Chapter 12. Scalable Frameworks

The advent of social networking, interactive media, and deep analysis has caused the amount of data processed daily to skyrocket. For data scientists, it's no longer just a matter of finding the most appropriate and accurate algorithm to mine data; it is also about leveraging multi-core CPU architectures and distributed computing frameworks to solve problems in a timely fashion. After all, how valuable is a data mining application if the model does not scale?

There are many options available to Scala developers to build classification and regression applications for very large datasets. This chapter covers the Scala parallel collections, Actor model, Akka framework, and Apache Spark in-memory clusters. The following topics are covered in this chapter:

  • An introduction to Scala parallel collections
  • Evaluation of performance of a parallel collection on multi-core CPUs
  • The actor model and reactive systems
  • Clustered and reliable distributed computing using Akka
  • A design of the computational workflow using Akka routers
  • An introduction to Apache Spark clustering and its design principles
  • Using Spark MLlib for clustering
  • Relative performance tuning and evaluation of Spark
  • Benefits and limitations of the Apache Spark framework

An overview

The support for distributing and concurrent processing is provided by different stacked frameworks and libraries. Scala concurrent and parallel collections' classes leverage the threading capabilities of the Java virtual machine. Akka.io implements a reliable action model originally introduced as part of the Scala standard library. The Akka framework supports remote actors, routing, load balancing protocols, dispatchers, clusters, events, and configurable mailbox management. This framework also provides support for different transport modes, supervisory strategies, and typed actors. Apache Spark's resilient distributed datasets with advanced serialization, caching, and partitioning capabilities leverage Scala and Akka libraries.
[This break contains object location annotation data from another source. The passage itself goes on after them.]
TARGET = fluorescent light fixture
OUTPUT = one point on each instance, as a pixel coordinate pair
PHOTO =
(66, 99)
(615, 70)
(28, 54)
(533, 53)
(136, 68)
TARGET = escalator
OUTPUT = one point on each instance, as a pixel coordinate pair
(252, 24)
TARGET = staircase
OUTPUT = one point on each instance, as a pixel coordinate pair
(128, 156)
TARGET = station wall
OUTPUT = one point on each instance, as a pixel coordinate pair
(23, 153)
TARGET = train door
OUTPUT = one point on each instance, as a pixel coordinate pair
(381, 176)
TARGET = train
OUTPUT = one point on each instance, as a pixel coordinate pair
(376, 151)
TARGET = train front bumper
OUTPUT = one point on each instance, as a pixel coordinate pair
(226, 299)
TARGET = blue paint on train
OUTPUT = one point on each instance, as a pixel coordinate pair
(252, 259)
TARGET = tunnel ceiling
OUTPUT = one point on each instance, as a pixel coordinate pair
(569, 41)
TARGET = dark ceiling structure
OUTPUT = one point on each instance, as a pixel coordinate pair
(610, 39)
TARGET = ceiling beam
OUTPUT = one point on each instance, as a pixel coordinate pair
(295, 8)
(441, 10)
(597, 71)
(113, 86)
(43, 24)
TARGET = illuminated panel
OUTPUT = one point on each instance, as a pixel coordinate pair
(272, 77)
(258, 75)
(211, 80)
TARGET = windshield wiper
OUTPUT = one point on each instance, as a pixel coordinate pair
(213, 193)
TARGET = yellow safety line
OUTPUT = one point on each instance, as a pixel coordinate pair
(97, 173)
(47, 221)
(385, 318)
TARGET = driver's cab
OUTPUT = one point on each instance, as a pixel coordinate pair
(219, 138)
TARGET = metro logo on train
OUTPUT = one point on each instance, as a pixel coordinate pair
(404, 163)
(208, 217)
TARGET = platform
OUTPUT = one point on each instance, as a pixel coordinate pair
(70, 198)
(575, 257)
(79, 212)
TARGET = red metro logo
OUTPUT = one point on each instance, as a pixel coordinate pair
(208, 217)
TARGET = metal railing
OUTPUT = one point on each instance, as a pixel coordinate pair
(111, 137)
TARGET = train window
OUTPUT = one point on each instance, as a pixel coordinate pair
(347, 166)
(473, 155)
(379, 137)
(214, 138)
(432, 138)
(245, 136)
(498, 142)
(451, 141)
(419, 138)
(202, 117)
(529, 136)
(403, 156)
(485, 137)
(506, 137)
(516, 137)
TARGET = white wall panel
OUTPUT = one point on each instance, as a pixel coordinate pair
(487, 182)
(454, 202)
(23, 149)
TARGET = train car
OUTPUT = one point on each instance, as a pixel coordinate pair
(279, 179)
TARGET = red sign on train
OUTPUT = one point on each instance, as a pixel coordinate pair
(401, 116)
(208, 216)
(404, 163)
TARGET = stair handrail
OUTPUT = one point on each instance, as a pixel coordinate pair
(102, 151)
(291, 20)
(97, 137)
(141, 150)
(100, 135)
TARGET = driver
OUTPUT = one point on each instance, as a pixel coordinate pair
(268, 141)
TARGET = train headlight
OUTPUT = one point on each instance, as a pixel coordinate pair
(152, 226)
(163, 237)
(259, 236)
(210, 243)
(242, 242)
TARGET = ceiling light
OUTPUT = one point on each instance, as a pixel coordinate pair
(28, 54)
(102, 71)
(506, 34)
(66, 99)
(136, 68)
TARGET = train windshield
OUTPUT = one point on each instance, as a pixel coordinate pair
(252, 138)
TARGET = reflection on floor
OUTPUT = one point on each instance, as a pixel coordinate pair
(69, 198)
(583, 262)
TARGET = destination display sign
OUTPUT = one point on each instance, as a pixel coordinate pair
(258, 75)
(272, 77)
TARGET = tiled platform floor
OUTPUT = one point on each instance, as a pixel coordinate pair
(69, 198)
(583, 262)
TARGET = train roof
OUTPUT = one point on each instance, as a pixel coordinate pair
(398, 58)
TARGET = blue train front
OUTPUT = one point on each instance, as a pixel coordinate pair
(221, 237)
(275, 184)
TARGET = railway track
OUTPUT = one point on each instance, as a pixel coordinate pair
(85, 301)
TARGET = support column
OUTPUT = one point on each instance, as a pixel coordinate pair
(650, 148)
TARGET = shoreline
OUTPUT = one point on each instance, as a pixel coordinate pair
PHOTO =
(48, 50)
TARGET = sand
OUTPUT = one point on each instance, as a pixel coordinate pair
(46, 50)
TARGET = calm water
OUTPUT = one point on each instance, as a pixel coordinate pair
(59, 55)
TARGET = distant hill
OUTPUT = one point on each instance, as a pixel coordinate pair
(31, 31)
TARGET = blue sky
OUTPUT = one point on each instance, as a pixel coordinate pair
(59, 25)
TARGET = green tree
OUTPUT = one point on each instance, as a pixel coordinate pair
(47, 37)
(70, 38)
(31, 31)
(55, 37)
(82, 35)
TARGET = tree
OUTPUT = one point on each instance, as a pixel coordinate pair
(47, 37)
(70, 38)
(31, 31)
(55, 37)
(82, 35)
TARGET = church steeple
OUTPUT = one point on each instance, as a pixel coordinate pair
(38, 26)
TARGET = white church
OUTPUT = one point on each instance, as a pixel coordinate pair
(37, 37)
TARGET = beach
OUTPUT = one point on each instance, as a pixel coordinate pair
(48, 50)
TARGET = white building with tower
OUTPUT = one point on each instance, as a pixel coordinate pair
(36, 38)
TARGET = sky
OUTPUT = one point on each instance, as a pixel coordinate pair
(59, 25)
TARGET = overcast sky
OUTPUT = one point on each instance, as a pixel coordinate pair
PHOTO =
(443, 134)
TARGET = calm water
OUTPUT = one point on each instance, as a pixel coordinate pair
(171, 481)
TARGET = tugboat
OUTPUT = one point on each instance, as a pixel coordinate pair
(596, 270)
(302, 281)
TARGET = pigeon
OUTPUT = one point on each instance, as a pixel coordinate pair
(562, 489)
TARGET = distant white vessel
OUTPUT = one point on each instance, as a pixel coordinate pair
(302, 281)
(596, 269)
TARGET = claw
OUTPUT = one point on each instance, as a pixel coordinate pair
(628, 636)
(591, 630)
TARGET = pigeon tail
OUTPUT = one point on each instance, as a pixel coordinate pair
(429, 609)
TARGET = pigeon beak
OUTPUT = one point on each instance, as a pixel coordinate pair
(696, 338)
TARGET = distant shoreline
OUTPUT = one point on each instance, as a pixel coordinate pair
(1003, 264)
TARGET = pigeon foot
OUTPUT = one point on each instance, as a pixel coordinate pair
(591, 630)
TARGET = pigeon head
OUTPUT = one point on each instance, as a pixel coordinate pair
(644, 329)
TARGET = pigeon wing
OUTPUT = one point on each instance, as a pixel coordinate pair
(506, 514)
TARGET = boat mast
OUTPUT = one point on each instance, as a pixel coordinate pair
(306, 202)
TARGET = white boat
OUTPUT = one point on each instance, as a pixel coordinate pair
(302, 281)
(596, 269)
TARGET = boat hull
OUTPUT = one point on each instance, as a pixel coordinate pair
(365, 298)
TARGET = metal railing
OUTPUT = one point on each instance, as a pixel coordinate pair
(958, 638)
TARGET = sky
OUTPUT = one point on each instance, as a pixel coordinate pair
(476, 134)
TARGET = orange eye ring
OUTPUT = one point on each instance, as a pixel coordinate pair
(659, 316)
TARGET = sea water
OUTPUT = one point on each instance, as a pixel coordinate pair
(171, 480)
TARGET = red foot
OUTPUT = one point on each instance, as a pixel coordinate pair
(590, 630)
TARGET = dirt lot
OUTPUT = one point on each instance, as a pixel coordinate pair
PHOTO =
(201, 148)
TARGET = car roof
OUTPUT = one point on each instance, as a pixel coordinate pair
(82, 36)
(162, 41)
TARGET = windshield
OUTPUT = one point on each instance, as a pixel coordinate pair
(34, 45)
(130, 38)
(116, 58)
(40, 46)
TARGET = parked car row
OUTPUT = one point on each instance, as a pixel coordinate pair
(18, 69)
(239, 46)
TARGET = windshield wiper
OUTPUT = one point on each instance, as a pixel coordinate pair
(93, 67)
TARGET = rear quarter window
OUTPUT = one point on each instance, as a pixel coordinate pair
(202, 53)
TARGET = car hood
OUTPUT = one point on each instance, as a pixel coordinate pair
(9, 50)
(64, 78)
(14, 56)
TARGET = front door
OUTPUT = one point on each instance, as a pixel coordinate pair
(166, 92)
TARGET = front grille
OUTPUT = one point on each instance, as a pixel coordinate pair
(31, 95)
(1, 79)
The following stack representation illustrates the interdependencies between frameworks:

An overview

The Stack representation of scalable frameworks using Scala

Each layer adds a new functionality to the previous one to increase scalability. The Java virtual machine runs as a process within a single host. Scala concurrent classes support effective deployment of an application by leveraging multicore CPU capabilities without the need to write multithreaded applications. Akka extends the Actor paradigm to clusters with advanced messaging and routing options. Finally, Apache Spark leverages Scala higher-order collection methods and the Akka implementation of the Actor model to provide large-scale data processing systems with better performance and reliability, through its resilient distributed datasets and in-memory persistency.